Technical details or Implementation

To use log probability support with custom model import in Amazon Bedrock, you need to:

Invoke a model through the Amazon Bedrock InvokeModel API and set the JSON parameter “return_logprobs”: true. This enables token-level log probabilities to be included in the response for both the prompt and generated tokens.
Receive a JSON response that includes the standard generated text, generation metadata, and the new log probability fields. These values reveal the model’s internal confidence for each token as it processes the input and produces output.
Decode the token IDs from the response using the appropriate tokenizer (e.g., the Llama 3.2 1B tokenizer) to map IDs back to text tokens.
Convert log probabilities to probabilities by applying the exponential function, yielding values between 0 and 1. This makes the data easier to interpret and compare across candidates. The following is an example scenario described in the AWS post:
You imported a custom model such as a fine-tuned Llama 3.2 1B model and have its ARN.
You invoke it with a prompt like “The quick brown fox jumps” and request a maximum generation length of 50, temperature 0.5, and a stop condition of either a period or a newline. The return_logprobs: true flag returns log probabilities for both prompt and generated tokens in the API response.
The response includes the standard text, plus per-token log probabilities. You can decode token IDs to text and transform logprobs to probabilities to obtain a human-readable representation of the model’s confidence at each step. What you do next depends on your use case. Here are representative patterns:
Rank competing completions by their total log probability and present the most likely option to users or downstream components.
Use low-confidence tokens to trigger verification, fetch additional context, or ask clarifying questions in a dialog system.
In RAG scenarios, identify tokens grounded in retrieved data by correlating token confidence with retrieved context.
Monitor the first tokens of generated responses to gauge prompt clarity; higher average log probabilities for the initial tokens typically indicate clearer instructions and context.

Key takeaways

Token-level log probabilities provide a quantitative measure of model confidence for each token.
Enable by including “return_logprobs”: true in the InvokeModel API request; results include prompt and generated token log probabilities.
Decode token IDs, then exponentiate log probabilities to obtain token probabilities for intuitive interpretation.
Use log probabilities to rank outputs, detect hallucinations, evaluate prompts, and tune retrieval-augmented generation.
The approach supports building more trustworthy AI systems with custom Bedrock models.

FAQ

What are log probabilities in language models?

They are the logarithm of the probability assigned to a token; values are negative, with closer to zero indicating higher confidence (e.g., -0.1 ~ 90% confidence).
How do I enable log probabilities for a custom Bedrock model?

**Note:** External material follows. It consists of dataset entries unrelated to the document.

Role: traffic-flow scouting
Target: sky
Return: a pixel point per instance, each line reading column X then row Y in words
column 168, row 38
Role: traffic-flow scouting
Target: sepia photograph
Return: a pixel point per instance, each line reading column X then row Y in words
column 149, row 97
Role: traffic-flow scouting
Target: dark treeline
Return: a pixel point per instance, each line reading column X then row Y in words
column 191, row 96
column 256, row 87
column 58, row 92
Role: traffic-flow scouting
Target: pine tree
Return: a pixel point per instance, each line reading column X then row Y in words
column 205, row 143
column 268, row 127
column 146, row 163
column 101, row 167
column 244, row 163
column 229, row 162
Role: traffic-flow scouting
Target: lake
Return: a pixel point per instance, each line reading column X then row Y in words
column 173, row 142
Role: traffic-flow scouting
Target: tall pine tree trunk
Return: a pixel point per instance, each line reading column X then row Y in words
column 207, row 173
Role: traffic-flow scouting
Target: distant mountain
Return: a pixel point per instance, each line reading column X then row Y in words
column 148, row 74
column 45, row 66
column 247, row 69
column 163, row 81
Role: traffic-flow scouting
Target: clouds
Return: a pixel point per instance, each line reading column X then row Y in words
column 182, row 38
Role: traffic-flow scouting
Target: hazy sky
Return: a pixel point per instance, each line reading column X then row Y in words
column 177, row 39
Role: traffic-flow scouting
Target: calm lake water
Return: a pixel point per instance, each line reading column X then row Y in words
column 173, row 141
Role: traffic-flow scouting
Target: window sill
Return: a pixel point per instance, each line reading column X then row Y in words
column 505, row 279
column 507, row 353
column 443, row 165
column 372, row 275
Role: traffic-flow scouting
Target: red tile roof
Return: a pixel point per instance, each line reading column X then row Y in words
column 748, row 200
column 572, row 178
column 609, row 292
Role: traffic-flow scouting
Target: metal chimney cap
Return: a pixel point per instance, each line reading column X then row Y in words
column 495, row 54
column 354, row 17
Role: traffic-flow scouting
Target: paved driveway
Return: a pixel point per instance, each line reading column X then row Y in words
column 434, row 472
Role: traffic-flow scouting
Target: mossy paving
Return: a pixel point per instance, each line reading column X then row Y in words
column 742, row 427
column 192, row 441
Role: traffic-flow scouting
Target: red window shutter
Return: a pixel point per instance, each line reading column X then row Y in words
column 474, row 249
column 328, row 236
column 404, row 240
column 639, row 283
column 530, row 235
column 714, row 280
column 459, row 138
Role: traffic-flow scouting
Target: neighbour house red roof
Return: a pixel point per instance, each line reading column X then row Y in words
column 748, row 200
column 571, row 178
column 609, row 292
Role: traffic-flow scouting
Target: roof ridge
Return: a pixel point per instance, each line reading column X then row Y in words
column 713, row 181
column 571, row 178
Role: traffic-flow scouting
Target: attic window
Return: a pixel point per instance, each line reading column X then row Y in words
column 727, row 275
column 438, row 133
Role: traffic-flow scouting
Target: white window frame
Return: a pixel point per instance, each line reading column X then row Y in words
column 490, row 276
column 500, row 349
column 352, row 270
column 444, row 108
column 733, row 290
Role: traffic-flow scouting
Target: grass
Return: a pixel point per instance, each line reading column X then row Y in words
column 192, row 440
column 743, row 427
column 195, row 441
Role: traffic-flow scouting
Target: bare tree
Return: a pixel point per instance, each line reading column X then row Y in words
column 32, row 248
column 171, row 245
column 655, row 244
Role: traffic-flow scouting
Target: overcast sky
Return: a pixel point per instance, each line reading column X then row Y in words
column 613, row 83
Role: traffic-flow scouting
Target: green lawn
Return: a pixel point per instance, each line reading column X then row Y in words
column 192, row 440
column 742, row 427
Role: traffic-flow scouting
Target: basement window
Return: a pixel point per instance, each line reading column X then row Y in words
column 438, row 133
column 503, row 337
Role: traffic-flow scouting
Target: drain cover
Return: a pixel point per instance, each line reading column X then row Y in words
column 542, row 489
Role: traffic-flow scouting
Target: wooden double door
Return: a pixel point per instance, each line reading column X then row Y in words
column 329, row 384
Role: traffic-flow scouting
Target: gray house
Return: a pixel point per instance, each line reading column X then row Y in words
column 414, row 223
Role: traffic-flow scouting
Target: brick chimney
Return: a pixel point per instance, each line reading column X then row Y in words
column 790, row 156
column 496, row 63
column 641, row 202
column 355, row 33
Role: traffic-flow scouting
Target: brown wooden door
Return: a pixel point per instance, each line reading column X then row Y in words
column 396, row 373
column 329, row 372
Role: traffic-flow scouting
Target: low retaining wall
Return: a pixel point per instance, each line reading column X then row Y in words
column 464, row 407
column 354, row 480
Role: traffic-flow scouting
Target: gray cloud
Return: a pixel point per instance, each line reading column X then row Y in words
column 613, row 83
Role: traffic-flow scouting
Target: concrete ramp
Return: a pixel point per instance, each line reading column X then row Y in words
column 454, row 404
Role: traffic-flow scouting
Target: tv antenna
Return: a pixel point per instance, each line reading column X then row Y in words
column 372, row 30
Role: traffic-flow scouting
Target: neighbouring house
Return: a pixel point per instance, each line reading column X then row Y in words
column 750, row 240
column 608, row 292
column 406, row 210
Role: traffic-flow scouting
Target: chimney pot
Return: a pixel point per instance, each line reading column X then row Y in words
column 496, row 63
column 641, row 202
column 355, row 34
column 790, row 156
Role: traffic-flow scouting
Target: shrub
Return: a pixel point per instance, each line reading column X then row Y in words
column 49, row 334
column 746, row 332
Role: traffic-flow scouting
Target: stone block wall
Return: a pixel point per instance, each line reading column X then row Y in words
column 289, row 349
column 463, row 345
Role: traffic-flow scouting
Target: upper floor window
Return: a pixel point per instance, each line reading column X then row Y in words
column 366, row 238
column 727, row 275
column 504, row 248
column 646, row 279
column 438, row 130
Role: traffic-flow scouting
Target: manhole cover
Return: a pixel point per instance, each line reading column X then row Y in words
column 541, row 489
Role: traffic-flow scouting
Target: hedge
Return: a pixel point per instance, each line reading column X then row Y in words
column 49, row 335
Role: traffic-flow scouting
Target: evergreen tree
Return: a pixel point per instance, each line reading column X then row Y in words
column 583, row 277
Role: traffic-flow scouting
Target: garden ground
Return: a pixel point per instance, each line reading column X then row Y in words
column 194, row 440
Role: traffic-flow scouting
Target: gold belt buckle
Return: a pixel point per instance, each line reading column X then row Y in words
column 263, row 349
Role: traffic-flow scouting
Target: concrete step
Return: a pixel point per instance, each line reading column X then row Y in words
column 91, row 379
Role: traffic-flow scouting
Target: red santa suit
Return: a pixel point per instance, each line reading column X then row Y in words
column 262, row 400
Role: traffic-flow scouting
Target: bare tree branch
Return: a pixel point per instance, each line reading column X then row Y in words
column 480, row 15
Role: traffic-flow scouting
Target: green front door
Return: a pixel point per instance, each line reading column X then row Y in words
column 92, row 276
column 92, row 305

By calling the InvokeModel API with "return_logprobs": true; the response then includes log probabilities for prompt and generated tokens.
How should I interpret the log probabilities in practice?

Decode token IDs with the appropriate tokenizer, then convert log probabilities to probabilities using the exponential function to obtain values between 0 and 1; use these to assess confidence per token and overall completion quality.
What are practical use cases for log probabilities?

Ranking multiple outputs, detecting hallucinations, grounding answers in retrieved context (RAG), and diagnosing prompt or model configuration issues.
Can this help with prompt engineering?

Yes; tracking the average log probability of initial tokens helps measure prompt clarity and how well the model understands instructions.